Winner's thesis is that "Christians concerned about the rampant premarital sex in our communities need to rethink, rather than simply defend, young people's abstinence pledges."
Here's the point that I think we Christians too often miss:
Pledgers promise to control intense bodily desires simply by exercising their wills. But Christian ethics recognizes that the broken, twisted will can do nothing without rehabilitation by God's grace. Perhaps the centrality of grace is recognized best not in a pledge but in a prayer that names chastity as a gift and beseeches God for the grace to receive it.Winner's solution?

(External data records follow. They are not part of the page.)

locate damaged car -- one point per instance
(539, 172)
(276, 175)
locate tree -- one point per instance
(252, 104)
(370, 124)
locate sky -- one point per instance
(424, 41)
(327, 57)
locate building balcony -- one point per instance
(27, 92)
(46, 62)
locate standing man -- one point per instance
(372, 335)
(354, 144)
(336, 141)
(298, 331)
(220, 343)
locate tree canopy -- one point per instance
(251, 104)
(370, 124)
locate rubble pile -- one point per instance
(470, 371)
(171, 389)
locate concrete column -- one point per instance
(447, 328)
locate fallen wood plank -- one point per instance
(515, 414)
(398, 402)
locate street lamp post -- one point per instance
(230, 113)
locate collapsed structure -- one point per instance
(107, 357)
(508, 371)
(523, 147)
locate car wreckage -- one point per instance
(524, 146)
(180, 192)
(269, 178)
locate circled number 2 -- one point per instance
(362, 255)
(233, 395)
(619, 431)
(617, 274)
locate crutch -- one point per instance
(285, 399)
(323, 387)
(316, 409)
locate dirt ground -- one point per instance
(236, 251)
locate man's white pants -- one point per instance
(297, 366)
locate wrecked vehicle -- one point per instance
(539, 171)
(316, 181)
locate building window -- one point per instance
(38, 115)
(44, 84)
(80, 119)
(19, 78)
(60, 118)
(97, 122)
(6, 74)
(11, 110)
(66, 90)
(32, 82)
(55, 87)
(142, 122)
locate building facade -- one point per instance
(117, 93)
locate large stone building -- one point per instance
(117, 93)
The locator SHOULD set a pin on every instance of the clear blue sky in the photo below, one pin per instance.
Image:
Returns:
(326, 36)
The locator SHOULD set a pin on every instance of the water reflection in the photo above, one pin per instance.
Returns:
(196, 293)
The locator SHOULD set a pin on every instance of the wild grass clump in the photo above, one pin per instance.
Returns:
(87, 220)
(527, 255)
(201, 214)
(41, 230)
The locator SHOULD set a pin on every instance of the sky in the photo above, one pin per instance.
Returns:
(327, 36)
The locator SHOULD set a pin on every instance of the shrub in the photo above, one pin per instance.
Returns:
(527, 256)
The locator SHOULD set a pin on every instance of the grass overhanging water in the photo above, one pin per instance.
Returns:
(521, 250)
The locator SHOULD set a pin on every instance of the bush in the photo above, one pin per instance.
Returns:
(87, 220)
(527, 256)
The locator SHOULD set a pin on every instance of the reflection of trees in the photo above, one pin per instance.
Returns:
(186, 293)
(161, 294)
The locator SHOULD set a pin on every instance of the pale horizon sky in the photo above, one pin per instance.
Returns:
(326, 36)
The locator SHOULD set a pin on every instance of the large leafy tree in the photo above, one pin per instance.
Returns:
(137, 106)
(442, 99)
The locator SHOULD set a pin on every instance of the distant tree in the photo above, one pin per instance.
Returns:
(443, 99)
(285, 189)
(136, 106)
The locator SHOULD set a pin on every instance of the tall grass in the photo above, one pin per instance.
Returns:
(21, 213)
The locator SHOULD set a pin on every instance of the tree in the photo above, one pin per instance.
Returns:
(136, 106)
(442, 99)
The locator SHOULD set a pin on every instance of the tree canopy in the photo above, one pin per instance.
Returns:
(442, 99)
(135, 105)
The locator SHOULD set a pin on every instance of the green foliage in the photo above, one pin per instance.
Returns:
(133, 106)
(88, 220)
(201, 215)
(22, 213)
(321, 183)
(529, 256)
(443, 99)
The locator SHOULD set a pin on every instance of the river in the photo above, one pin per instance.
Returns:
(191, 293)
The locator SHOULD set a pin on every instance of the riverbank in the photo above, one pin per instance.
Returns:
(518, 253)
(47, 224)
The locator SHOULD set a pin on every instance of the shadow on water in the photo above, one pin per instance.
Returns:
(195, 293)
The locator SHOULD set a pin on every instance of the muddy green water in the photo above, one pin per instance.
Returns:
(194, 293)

Perhaps pledges for chastity need to be made not only by the individual teenager. Perhaps we also need pledges made by the teenager's whole Christian community: we pledge to support you in this difficult, countercultural choice; we pledge that the church is a place where you can lay bare your brokenness and sin, where you don't have to dissemble; we pledge to cheer you on when chastity seems unbearably difficult, and we pledge to speak God's forgiveness to you if you falter. No retooled pledge will guarantee teenagers' chastity, but words of grace and communal commitment are perhaps a firmer basis for sexual ethics than simple assertions that true love waits.In other words, the disease is proud individualism and self-centeredness, not hormones. The solution is the grace of God and the power of the Spirit in the community of the church, not a signature on a piece of paper.